Settings use_lvmetad=0 in /etc/lvm/lvm.conf and rebooting the system appears to have made the problem disappear. With this setting, I ran 200 iterations of the attached test script without error. I should be able to get my backups running again - thank you! Please let me know if I can gather any additional information that may shed light on what's going wrong with LVM auto-activation. I would be happy to continue triaging and gathering information to help solve the underlying issue so this workaround is no longer necessary.
Thanks for testing. Well, we need to fix how LVM autoactivation is done on MD RAID - we already have a similar bug reported - bug #985638 (though it might not seem to be similar at first sight). Just to be sure, please, send the output of lsblk command in addition so I can see the exact device layout. Thanks.
Created attachment 792178 [details] output of "lsblk -a" Hi Peter - you're very welcome, and thank you for the quick responses.
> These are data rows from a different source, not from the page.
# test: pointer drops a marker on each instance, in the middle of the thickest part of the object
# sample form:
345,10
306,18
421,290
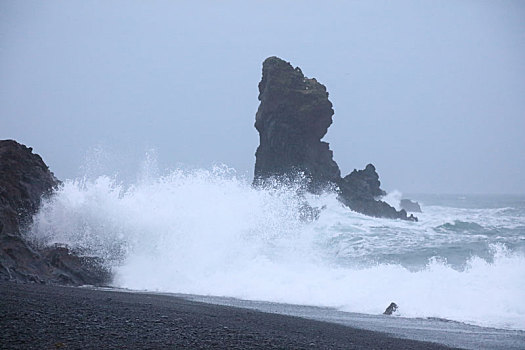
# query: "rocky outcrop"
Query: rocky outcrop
24,180
293,117
410,206
360,190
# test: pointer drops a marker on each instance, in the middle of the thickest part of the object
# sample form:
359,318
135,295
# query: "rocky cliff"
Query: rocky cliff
293,117
24,180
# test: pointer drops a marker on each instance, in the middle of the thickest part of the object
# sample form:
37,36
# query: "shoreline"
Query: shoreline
51,316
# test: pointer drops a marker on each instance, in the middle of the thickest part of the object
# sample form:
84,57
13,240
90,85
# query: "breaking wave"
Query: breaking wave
209,232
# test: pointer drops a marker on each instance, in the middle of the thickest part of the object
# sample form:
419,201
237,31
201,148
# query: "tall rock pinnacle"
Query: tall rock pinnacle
293,117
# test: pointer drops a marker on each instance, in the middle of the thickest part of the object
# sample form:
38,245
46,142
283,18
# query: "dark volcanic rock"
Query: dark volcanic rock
24,180
410,206
293,117
360,190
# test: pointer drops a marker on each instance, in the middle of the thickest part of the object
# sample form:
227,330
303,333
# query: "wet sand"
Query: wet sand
49,317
I never would have identified that bug as being the same issue, though partly because I didn't associate the problem with RAID when I first experienced the issue. I've attached the output of "lsblk -a" - please let me know if there's any other data I can provide.
This patch should fix the issue reported: https://git.fedorahosted.org/cgit/lvm2.git/commit/?id=8d1d83504dcf9c86ad42d34d3bd0b201d7bab8f6 I'll try to add that in next F19 update.
(In reply to Peter Rajnoha from comment #6) > This patch should fix the issue reported: > > > https://git.fedorahosted.org/cgit/lvm2.git/commit/ > ?id=8d1d83504dcf9c86ad42d34d3bd0b201d7bab8f6 > > I'll try to add that in next F19 update. We also need a fix for bug #1014067 (dracut).
I really recommend using Fedora 20 which has the most recent bug fixes for lvmetad and accompanying autoactivation feature. It would be a bit complicated to backport all necessary patches back for F19 (there's a high risk of regressions to appear if the backport is not done correctly). Since we have a workaround for F19, I'm closing this bug with NEXTRELEASE. This problem should be completely fixed in F20.